My work centers on the belief that every data point represents a real-world behavior waiting to be understood. Here you will find the projects where I have applied technical modeling to answer critical business questions.

Using Data to Solve Real-World Problems

Real problems can be solved with real data. Here is how I have implimented that.

Campuslytics.com — College Finance Tracker + Analytics

Product • Analytics • SQL • Node.Js • Python •Pandas • AWS RDS Freelance Project

Problem: Many college students live paycheck to paycheck and struggle to understand where their money goes between pay periods. Traditional finance tools focus on individual transactions and running balances, which makes it difficult to identify spending patterns, compare behavior across pay periods, or understand how quickly money is being spent after each paycheck. Students need visibility into their habits within each spending period so they can make better decisions and avoid blowing through their income.

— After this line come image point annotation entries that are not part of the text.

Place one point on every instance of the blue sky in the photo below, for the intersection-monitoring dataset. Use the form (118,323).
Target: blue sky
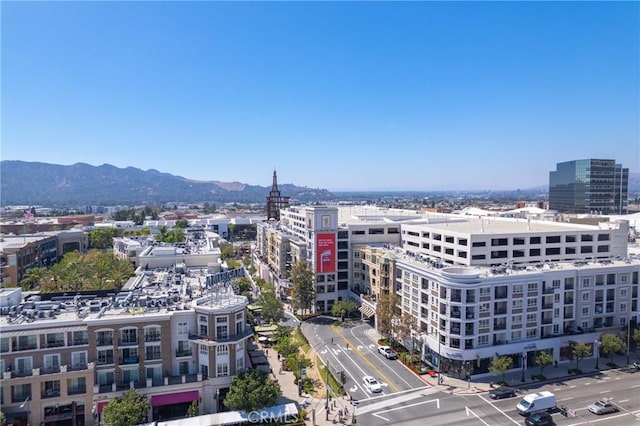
(336,95)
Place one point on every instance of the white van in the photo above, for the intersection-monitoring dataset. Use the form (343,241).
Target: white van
(541,401)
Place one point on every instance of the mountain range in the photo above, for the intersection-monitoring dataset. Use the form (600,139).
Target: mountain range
(34,183)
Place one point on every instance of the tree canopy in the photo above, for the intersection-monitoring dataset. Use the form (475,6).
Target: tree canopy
(272,309)
(252,390)
(303,286)
(129,409)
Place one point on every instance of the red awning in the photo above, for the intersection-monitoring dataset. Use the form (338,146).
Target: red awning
(100,406)
(174,398)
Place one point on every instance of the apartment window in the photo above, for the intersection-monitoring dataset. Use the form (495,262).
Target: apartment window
(223,369)
(183,328)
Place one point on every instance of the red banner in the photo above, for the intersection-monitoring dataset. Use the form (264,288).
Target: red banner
(325,253)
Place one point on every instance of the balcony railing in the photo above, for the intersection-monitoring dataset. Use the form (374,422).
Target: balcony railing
(129,360)
(152,337)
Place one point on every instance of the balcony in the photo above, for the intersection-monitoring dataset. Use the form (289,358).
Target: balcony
(229,339)
(50,393)
(152,337)
(129,360)
(183,352)
(77,390)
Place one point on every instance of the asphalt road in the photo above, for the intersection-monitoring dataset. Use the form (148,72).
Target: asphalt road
(407,401)
(442,408)
(353,352)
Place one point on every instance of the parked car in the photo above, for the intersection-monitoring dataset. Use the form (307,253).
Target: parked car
(539,418)
(372,384)
(387,352)
(602,407)
(502,392)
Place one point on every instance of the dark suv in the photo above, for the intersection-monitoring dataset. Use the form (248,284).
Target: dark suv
(539,418)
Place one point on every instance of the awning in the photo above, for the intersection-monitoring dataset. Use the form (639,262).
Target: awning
(174,398)
(100,406)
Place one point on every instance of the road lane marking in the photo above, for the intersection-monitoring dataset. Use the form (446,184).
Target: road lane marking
(497,409)
(377,414)
(380,373)
(468,410)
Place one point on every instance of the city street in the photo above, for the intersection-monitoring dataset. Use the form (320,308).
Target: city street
(355,353)
(411,408)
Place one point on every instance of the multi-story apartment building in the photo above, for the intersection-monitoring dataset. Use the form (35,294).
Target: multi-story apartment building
(593,186)
(465,316)
(172,337)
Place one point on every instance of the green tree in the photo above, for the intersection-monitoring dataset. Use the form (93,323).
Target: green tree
(580,351)
(33,277)
(384,311)
(303,286)
(343,308)
(182,223)
(252,390)
(501,365)
(193,410)
(610,344)
(543,359)
(129,409)
(272,309)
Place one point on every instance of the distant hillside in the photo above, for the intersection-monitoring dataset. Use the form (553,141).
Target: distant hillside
(82,184)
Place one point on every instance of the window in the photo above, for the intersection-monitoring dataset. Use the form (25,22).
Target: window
(183,328)
(223,369)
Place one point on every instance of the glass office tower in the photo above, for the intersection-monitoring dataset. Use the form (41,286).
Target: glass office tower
(592,186)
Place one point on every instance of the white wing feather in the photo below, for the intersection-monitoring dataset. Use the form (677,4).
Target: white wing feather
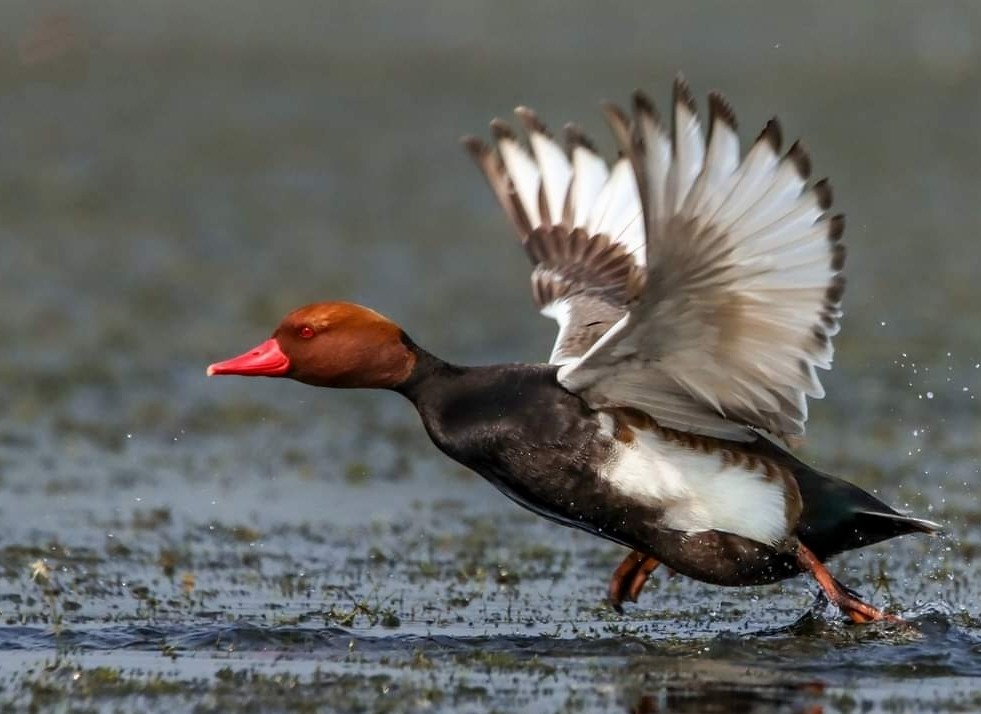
(743,287)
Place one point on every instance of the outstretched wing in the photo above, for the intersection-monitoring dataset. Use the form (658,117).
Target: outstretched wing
(743,282)
(580,221)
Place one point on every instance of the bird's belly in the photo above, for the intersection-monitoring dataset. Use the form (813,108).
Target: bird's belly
(698,490)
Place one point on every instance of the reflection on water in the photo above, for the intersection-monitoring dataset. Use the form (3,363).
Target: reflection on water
(174,179)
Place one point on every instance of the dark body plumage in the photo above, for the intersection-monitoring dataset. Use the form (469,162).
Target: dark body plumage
(543,446)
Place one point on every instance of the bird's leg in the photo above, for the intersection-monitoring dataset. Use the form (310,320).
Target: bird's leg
(837,593)
(629,578)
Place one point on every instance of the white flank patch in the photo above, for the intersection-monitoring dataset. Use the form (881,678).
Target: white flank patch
(697,491)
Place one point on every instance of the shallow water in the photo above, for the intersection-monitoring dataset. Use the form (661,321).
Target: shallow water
(173,181)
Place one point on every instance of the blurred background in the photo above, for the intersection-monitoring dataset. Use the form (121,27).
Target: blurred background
(176,175)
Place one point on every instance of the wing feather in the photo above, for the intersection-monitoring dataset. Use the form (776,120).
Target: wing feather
(743,287)
(581,223)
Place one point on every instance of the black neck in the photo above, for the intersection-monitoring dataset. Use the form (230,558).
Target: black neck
(428,368)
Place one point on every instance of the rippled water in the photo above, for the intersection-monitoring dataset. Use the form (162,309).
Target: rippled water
(173,181)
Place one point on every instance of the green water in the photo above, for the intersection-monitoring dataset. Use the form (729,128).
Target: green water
(174,178)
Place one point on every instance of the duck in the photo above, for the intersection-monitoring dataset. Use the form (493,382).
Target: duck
(696,292)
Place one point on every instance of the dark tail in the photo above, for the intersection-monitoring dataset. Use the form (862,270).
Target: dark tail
(840,516)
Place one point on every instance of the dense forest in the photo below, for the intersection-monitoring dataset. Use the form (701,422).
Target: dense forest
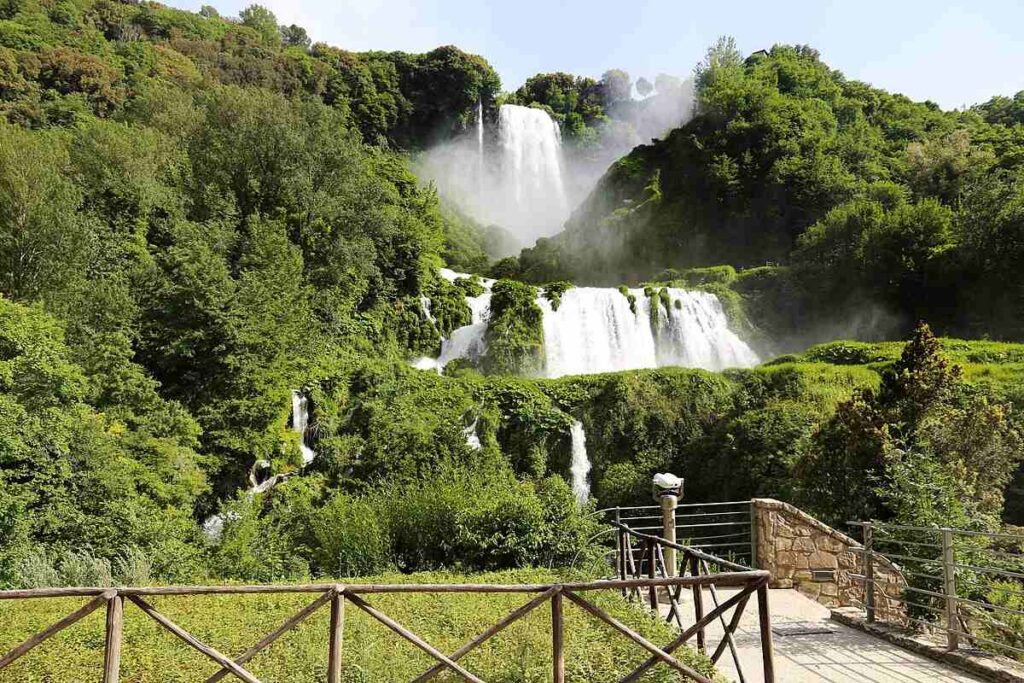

What I built: I designed and deployed a full-stack finance analytics application that models spending around a one-deposit to many-withdrawals relationship rather than a single mixed transaction table. This structure allows each pay period to be analyzed independently. Using PostgreSQL and Node.js for data storage and workflows, I integrated Python analytics with Pandas and Matplotlib to generate personalized summaries, category trends, outlier detection, and behavioral insights for each student. The system also includes AI-generated recommendations that translate analytical findings into clear, actionable guidance.

Impact: The application turns raw financial data into period-based insights that help students understand how their spending changes over time and where adjustments can be made. By focusing on trends rather than individual transactions, users gain clarity on saving opportunities after each paycheck. The project is deployed and actively used by students, demonstrating real-world adoption and practical value.

**Note for usage: Feel free to test things out and explore the analysis. You may use username "testUser" with password "admin". If you decide to edit or add data to test out how things change, that is totally okay and welcome! Just please do not change the data too much. Thanks!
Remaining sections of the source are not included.